Hoger beroep tegen afwijzing verblijfsvergunning asiel en de noodzaak van technisch onderzoek naar e-mailcorrespondentie

In deze zaak gaat het om een hoger beroep van de staatssecretaris van Justitie en Veiligheid tegen een uitspraak van de rechtbank Den Haag, die een eerdere afwijzing van een asielaanvraag door de staatssecretaris had vernietigd. De vreemdeling had een aanvraag ingediend voor een verblijfsvergunning asiel, die op 21 augustus 2018 door de staatssecretaris opnieuw was afgewezen. De rechtbank had in een tussenuitspraak van 26 oktober 2018 de staatssecretaris de gelegenheid gegeven om een gebrek in zijn besluit te herstellen, maar de staatssecretaris maakte hier geen gebruik van.
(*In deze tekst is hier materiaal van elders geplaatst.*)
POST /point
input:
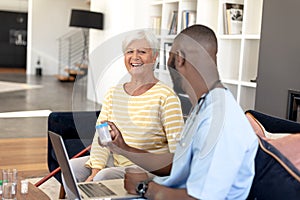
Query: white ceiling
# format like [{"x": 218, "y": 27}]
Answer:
[{"x": 14, "y": 5}]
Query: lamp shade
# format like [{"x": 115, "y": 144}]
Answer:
[{"x": 86, "y": 19}]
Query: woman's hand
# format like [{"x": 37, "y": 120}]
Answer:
[
  {"x": 93, "y": 174},
  {"x": 118, "y": 144}
]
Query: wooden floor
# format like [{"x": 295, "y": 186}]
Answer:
[
  {"x": 27, "y": 155},
  {"x": 12, "y": 70}
]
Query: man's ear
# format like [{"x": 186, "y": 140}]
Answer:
[{"x": 180, "y": 58}]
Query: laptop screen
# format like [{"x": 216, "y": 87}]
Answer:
[{"x": 63, "y": 160}]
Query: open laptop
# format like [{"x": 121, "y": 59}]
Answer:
[{"x": 107, "y": 189}]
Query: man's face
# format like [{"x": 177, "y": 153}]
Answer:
[
  {"x": 175, "y": 75},
  {"x": 139, "y": 58}
]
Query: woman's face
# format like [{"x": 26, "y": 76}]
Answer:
[{"x": 138, "y": 58}]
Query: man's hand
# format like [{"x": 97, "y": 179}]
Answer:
[{"x": 132, "y": 177}]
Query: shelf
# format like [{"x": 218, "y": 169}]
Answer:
[
  {"x": 237, "y": 56},
  {"x": 248, "y": 84}
]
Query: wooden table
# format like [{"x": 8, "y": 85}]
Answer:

De rechtbank verklaarde het beroep van de vreemdeling gegrond en vernietigde het besluit van de staatssecretaris, met de opdracht om een nieuw besluit te nemen.

De vreemdeling, die vreesde voor de Sri Lankaanse autoriteiten vanwege zijn zakelijke banden, had e-mailcorrespondentie overgelegd ter onderbouwing van zijn vrees. De staatssecretaris had echter betoogd dat de inhoud van deze e-mails bevreemdingwekkend was en niet strookte met eerdere verklaringen van de vreemdeling. De rechtbank oordeelde dat de staatssecretaris onvoldoende had gemotiveerd waarom hij geen technisch onderzoek naar de e-mails had verricht, wat volgens de eerdere uitspraak van de rechtbank wel noodzakelijk was.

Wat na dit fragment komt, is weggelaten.